Toyota steps up WRC 2027 car testing with new look prototype



Toyota is continuing its preparations for the 2027 World Rally Championship rules shake up by testing the latest version of prototype car in Spain.

The Japanese brand is the only mainstream manufacturer to date that has committed to building a car to the new technical regulations that will come into force next year.

Under the new FIA framework, cars will be built to a €345,000 cost cap and will be largely based around the current Rally2 cars. They will feature a suspension set out in a double wishbone configuration, with braking and steering systems derived from current Rally2 specifications.

Toyota began testing a prototype car last year, while images and videos of the vehicle in testing first emerged on social media from a Portugal test it was conducting in February. Those images revealed a car featuring a significantly different body shape from the GR Yaris it currently fields in the WRC.

All of Toyota’’s current WRC drivers have tested the car, apart from nine-time world champion Sebastien Ogier, while Toyota has also enlisted the services of 2019 world champion Ott Tanak to carry out development testing.  

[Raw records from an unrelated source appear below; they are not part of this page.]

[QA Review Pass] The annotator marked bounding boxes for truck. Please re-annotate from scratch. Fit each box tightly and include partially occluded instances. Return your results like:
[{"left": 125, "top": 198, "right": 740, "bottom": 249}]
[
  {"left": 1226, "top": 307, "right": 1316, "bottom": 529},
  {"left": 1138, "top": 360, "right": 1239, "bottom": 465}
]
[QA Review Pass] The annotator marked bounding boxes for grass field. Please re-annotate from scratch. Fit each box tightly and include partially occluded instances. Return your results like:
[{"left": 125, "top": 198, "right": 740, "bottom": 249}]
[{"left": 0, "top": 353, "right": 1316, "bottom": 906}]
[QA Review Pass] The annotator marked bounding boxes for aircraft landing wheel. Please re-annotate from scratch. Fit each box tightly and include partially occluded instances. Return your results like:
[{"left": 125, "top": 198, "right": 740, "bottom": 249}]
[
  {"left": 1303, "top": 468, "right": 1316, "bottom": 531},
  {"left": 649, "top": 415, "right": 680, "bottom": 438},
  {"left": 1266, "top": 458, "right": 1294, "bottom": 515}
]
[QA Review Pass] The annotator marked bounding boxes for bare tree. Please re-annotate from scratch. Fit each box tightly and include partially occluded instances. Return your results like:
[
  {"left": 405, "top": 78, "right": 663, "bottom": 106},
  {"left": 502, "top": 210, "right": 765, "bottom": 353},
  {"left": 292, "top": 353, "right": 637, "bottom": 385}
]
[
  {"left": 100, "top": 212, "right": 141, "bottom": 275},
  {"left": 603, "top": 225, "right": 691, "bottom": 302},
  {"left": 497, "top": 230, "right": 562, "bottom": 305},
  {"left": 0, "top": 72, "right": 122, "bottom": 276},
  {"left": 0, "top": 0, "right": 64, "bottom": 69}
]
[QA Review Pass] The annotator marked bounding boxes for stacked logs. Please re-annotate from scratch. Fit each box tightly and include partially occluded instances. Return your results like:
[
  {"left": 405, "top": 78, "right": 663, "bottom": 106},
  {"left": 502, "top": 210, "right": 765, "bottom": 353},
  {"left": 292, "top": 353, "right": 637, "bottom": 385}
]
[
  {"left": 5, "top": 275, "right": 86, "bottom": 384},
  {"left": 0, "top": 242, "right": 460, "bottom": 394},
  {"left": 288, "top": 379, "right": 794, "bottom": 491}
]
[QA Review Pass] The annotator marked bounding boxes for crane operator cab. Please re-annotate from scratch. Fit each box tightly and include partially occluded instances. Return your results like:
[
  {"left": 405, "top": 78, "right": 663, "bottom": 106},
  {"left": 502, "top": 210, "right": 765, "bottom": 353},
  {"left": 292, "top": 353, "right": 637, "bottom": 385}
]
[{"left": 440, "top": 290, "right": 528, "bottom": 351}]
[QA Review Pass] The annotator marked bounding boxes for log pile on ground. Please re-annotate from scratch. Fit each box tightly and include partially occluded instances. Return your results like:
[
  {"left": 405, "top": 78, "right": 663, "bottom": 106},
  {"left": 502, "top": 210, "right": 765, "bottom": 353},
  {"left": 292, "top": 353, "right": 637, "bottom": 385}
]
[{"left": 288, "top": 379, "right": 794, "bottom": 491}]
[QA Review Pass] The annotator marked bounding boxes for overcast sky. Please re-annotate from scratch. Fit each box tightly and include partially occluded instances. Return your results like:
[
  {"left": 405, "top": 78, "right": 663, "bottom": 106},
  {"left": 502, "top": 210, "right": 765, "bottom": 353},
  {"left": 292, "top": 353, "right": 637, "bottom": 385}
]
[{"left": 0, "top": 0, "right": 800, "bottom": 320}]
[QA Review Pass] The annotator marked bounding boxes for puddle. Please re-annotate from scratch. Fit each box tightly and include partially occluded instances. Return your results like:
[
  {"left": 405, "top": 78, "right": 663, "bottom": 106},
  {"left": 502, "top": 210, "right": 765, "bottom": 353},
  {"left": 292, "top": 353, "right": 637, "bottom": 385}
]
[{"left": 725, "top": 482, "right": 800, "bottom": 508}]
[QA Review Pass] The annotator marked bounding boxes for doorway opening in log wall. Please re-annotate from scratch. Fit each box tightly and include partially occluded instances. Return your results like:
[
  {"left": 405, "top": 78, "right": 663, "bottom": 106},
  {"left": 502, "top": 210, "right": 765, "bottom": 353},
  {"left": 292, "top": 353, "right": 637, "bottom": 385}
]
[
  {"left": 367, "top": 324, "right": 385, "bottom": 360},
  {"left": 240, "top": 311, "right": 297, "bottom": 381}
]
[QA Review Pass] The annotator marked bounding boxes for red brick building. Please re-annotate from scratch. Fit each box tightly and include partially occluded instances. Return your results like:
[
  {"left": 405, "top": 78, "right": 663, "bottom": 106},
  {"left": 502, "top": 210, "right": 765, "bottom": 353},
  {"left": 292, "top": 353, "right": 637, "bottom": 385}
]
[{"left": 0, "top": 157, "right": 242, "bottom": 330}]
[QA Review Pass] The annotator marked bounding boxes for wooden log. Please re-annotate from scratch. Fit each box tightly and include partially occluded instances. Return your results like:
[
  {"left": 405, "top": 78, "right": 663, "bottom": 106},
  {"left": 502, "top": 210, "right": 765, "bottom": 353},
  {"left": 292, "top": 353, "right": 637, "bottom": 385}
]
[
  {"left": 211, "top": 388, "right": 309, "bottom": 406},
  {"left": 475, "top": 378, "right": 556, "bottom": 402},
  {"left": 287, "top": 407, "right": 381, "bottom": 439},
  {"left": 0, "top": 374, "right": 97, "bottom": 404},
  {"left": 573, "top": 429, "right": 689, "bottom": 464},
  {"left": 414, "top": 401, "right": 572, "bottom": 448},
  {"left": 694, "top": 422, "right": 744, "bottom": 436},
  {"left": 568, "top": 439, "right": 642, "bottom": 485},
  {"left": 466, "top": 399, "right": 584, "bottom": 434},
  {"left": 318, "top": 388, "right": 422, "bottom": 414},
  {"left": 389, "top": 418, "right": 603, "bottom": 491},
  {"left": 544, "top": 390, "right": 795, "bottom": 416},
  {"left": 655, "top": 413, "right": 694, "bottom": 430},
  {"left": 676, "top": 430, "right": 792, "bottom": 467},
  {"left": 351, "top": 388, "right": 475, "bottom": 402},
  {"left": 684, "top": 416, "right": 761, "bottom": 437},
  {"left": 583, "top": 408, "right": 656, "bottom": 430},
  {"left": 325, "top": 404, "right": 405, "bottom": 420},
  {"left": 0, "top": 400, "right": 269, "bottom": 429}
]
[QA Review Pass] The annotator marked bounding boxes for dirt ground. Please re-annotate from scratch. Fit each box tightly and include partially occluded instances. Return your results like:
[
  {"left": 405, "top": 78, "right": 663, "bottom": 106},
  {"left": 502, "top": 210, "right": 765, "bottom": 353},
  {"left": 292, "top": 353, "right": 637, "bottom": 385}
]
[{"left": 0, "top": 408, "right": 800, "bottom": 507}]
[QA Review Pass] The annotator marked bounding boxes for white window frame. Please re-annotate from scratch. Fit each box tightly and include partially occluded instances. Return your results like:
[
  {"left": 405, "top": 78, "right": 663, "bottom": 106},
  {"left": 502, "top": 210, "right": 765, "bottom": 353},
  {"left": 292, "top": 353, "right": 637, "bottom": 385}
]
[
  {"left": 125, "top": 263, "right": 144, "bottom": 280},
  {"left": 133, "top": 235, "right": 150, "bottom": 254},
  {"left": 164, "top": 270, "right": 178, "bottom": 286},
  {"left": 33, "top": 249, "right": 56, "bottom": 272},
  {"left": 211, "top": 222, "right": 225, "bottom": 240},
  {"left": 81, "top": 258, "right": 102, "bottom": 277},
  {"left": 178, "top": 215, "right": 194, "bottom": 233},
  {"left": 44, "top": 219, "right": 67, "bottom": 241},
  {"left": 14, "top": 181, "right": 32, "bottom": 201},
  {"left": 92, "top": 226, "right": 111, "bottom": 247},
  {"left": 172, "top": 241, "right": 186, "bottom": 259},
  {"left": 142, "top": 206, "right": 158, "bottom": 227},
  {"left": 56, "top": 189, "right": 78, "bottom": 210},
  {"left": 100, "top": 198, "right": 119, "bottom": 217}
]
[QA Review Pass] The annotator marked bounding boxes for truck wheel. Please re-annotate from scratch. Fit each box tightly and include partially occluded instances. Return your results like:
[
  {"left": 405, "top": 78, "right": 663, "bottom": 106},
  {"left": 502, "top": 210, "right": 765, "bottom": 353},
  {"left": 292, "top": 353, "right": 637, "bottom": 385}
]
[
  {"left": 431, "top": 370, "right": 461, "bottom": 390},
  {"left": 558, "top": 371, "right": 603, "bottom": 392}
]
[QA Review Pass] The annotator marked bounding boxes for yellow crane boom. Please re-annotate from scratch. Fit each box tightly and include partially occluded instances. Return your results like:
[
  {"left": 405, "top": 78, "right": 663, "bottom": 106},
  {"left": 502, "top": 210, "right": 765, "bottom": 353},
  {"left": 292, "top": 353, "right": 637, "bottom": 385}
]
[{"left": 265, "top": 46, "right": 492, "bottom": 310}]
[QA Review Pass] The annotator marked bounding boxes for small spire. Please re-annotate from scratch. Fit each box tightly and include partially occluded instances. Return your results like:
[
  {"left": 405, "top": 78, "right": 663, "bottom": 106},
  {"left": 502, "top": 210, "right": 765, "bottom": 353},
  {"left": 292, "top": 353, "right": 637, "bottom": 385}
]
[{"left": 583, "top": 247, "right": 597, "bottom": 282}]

For now, the team has remained tightlipped on the car’s identity with its head of engineering Kevin Struyf describing it as a ‘prototype” ahead of the team’s final iteration of its 2027 machine.

 

This week more images and videos have emerged on social media from a test in Spain that features a Toyota 2027 prototype featuring a body shape that falls more into the line with the GR Yaris, while the rear end of the car carries similarities to Toyota’s C-HR road car.

Speaking to Motorsport.com during Rally Croatia earlier this month, Struyf confirmed that the team was in the process of building up a new ‘mule’ chassis to test following the initial tests of its first prototype.

“It’s just a prototype rally car at the moment,” he said. “In 2027 the regulation changed for the first time in rally where the body is quite open, so the choice of the manufacturer is not really clear where we want to go, so it’s just a base mule car, a prototype car.

“A lot of people get excited about some model, but there is nothing about any model at the moment, it’s just a prototype. Basically, we are continuing the development of the mule car that we have seen in Portugal, and the car will continue to do some tests this month [April].

«Quite soon, another chassis is in the build, and we will test a bit more, let’s say, the final model, because the problem is that there were some technical elements that weren’t super clear or super defined by the FIA [when we started development].”